There's nothing bad about all this in my opinion. The no-huddle, fast-paced systems are terrific for college football because they

can be a great equalizer for a team with less talent. The defense can't substitute and can get exhausted quickly. In some of these offenses, the potential of the quarterback running is hard to defend, and adds to the excitement of the college game. I love college football, and the fast-paced, high-octane offenses that come with it.

But it does make it harder for those quarterbacks to adjust to the NFL. It also makes it harder on NFL general managers because they have to forecast whether these quarterbacks can handle the mental adjustment of a pro-style offense, which involves more pre- and post-snap coverage reads.

This could be the exact reason why the No. 1 pick in the draft, the Rams' Jared Goff, has yet to make his NFL debut. He played in the "Air Raid" offense (or "Bear Raid" as they called it at Cal), which was made famous by coach Mike Leach. While this offense has helped make QBs extremely productive with gaudy college stats, no quarterback from this system has succeeded in the NFL. Even players from that type of system who showed flashes, like Robert Griffin III, haven't been able to sustain success.

It's exactly why so many talent evaluators were divided over whether Goff should be the top pick. Goff has shorter arms and smaller hands than what many GMs are looking for. Yet the offense he played in college was probably the biggest concern for his detractors. Some teams even had Goff ranked as the third-best quarterback in the draft, behind Carson Wentz and Paxton Lynch.

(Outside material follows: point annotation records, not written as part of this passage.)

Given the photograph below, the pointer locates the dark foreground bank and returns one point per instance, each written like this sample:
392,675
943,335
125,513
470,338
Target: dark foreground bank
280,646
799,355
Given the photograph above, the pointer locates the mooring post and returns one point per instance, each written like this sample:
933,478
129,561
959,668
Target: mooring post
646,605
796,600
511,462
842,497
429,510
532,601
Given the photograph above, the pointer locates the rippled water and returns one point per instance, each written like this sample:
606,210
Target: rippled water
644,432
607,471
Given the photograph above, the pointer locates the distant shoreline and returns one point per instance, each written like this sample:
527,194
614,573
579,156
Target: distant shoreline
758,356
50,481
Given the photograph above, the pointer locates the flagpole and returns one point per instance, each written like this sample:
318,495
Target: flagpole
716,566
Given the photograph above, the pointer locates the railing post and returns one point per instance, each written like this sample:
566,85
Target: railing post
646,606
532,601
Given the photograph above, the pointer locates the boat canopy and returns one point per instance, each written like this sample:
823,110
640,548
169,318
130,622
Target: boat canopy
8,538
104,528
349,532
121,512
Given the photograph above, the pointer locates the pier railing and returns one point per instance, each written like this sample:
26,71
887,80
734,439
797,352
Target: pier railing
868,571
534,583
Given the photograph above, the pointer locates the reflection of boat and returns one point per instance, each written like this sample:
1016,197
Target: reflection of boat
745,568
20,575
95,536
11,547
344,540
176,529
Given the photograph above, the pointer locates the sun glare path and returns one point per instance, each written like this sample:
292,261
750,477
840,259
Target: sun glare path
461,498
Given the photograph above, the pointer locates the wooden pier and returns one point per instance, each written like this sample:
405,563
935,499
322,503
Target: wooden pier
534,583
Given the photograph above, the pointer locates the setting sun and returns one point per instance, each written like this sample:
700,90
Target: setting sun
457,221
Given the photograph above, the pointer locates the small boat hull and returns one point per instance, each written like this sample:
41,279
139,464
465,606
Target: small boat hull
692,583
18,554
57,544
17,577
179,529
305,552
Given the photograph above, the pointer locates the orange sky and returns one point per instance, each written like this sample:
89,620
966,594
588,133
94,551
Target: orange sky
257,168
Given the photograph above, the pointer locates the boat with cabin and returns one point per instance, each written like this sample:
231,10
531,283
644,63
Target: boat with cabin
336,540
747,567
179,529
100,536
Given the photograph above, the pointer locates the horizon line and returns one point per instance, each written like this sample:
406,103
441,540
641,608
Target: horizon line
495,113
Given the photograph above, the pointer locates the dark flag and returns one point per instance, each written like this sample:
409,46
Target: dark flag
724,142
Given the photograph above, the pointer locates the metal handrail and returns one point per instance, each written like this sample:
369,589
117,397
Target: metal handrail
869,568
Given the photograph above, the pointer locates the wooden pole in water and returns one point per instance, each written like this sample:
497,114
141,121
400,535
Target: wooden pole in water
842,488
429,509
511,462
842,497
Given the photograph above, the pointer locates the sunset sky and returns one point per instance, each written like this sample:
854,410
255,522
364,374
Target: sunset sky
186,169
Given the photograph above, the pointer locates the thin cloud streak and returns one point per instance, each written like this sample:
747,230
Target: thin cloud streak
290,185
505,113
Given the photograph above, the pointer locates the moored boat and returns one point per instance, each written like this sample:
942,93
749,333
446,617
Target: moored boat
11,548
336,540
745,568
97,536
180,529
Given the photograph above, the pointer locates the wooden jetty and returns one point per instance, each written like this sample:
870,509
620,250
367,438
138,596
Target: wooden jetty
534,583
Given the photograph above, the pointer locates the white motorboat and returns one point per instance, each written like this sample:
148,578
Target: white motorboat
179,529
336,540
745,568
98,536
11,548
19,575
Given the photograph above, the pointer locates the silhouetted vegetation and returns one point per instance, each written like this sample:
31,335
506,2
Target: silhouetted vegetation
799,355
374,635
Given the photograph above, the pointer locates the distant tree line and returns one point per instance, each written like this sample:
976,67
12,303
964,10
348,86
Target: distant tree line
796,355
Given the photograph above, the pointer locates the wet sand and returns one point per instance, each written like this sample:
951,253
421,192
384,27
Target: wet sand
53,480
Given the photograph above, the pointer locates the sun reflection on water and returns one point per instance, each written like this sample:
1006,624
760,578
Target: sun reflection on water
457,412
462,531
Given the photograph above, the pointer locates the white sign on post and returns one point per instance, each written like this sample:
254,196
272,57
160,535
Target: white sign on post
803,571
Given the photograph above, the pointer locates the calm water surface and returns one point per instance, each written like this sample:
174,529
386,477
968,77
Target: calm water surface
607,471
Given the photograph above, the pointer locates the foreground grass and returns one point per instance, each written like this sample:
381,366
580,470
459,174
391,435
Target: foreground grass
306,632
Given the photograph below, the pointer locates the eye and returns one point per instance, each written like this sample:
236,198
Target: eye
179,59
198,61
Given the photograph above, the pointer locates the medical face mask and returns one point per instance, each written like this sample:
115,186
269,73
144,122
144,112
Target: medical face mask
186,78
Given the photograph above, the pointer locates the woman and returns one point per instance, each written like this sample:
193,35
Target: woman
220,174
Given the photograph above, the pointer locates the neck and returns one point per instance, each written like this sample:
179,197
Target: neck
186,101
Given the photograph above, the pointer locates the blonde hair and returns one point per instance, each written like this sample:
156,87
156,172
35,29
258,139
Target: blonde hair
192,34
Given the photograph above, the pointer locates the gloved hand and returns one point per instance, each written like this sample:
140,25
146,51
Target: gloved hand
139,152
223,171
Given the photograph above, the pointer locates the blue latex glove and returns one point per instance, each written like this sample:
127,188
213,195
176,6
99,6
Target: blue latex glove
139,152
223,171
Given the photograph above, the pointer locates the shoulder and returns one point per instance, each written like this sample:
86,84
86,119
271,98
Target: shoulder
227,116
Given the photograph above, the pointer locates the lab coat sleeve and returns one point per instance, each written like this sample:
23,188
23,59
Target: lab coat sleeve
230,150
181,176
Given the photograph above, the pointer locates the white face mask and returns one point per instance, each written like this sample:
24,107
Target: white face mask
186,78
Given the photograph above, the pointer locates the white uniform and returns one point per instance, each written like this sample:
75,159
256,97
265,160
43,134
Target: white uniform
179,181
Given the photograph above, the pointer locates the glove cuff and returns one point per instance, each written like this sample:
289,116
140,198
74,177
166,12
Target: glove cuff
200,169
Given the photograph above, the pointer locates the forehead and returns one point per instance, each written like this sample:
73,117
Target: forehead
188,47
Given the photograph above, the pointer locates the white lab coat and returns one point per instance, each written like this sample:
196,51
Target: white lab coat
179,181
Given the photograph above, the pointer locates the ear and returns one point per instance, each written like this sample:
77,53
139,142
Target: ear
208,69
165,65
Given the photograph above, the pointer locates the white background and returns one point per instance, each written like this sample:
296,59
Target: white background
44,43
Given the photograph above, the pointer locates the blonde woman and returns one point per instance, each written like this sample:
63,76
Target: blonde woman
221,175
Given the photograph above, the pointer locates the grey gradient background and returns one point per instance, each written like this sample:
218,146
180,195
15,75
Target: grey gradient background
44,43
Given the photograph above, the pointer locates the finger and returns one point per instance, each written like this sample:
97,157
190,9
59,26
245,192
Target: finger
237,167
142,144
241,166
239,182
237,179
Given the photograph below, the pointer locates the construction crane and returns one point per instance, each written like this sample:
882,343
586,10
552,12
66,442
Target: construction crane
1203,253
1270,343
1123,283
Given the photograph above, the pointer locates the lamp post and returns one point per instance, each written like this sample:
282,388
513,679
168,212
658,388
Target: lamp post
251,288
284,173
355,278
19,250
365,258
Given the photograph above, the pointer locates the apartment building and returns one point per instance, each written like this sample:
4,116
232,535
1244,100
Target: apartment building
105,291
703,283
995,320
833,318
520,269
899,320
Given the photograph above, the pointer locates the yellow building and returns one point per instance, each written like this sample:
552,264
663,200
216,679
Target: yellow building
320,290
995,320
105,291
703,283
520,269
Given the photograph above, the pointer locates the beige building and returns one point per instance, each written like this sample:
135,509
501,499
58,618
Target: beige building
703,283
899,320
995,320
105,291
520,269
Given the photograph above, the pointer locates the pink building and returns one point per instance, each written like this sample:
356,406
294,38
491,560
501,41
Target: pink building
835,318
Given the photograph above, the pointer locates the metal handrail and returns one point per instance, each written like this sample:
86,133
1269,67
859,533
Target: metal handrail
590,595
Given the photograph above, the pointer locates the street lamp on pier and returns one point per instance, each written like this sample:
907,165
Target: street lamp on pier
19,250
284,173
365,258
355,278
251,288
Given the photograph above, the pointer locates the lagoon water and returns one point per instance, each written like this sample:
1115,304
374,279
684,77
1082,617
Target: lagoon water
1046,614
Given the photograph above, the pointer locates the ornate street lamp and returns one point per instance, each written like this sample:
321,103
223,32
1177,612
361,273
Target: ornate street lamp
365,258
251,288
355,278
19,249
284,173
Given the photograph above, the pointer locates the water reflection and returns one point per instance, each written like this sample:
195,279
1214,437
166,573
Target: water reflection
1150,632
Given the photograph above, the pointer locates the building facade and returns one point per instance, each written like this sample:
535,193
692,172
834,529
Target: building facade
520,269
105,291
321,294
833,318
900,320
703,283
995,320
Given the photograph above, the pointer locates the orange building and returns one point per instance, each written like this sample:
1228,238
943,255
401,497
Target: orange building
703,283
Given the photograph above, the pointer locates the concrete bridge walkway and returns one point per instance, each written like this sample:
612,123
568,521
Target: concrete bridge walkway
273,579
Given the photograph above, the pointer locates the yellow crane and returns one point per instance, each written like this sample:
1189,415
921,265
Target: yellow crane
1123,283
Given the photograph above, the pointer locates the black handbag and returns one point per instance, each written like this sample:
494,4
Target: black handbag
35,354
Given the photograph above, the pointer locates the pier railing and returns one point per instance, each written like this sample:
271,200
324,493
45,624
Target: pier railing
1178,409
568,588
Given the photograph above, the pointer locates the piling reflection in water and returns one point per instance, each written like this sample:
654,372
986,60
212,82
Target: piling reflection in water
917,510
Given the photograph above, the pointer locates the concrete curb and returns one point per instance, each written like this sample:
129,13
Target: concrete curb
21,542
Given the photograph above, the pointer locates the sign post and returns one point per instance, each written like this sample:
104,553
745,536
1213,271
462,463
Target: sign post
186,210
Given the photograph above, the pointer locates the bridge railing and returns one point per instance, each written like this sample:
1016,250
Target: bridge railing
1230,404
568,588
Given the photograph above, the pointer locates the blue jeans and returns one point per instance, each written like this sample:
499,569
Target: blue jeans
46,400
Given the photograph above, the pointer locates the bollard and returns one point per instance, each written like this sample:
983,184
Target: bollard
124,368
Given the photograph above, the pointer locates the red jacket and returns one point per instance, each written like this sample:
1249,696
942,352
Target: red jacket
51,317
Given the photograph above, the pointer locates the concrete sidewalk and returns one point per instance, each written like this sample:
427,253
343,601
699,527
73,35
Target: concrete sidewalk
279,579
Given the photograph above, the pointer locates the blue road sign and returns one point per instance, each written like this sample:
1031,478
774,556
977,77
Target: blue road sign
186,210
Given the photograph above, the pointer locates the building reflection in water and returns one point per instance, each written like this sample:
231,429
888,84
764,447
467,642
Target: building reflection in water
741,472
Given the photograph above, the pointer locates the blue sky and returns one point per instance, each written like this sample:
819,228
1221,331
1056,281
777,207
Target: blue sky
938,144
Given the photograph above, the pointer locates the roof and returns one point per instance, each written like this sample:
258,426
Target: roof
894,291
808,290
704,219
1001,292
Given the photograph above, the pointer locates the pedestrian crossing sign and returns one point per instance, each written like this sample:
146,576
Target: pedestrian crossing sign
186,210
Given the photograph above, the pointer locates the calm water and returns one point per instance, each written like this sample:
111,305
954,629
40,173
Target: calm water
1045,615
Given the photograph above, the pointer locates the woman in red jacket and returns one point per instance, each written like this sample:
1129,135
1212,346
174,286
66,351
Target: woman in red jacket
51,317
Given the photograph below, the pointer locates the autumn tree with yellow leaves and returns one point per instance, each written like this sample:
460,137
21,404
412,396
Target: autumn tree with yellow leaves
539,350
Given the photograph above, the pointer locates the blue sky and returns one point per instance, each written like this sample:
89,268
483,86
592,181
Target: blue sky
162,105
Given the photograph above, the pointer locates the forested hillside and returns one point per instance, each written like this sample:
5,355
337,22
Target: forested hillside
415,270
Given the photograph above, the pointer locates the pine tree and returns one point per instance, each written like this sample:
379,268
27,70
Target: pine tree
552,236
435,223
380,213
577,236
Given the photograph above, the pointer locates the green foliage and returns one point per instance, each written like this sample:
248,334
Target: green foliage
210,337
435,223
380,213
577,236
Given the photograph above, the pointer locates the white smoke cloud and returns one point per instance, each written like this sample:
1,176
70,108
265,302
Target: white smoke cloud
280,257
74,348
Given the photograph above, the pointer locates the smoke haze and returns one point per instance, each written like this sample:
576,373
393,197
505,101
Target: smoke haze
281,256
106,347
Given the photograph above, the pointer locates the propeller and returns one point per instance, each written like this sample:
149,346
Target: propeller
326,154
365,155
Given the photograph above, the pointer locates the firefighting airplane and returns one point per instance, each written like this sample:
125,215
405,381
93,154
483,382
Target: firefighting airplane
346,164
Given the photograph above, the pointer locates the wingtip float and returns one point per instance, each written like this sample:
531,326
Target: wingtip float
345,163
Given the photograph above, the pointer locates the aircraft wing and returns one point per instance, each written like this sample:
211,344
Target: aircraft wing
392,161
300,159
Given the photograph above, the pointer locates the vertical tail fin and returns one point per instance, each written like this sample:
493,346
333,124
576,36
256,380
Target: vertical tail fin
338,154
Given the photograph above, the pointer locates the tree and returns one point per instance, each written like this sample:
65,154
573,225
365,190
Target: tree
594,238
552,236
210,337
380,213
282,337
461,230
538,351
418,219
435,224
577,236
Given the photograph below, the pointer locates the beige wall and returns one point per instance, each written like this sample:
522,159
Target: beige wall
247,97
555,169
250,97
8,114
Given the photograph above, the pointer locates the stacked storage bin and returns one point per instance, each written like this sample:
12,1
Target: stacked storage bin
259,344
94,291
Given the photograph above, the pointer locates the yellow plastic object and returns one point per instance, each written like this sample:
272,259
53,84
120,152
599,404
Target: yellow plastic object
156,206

It's way too early to make outrageous claims about whether the Rams made the right decision taking Goff. Many made that mistake Griffin's rookie year, when they said he was better than Andrew Luck. There is no doubt Goff is extremely talented, but when will the Rams play him? Clearly their coaching staff doesn't think he's ready. Case Keenum, Los Angeles' starting quarterback, came from a similar college system. While he's done well for a former undrafted player, he isn't a franchise quarterback and has had concussion issues in the past.

Goff could get his opportunity at any moment. And when that time does come, how long will it take Goff to acclimate? Ultimately, will he prove the Rams right for drafting him? We are left to speculate for now. Maybe it could change Sunday at University of Phoenix Stadium.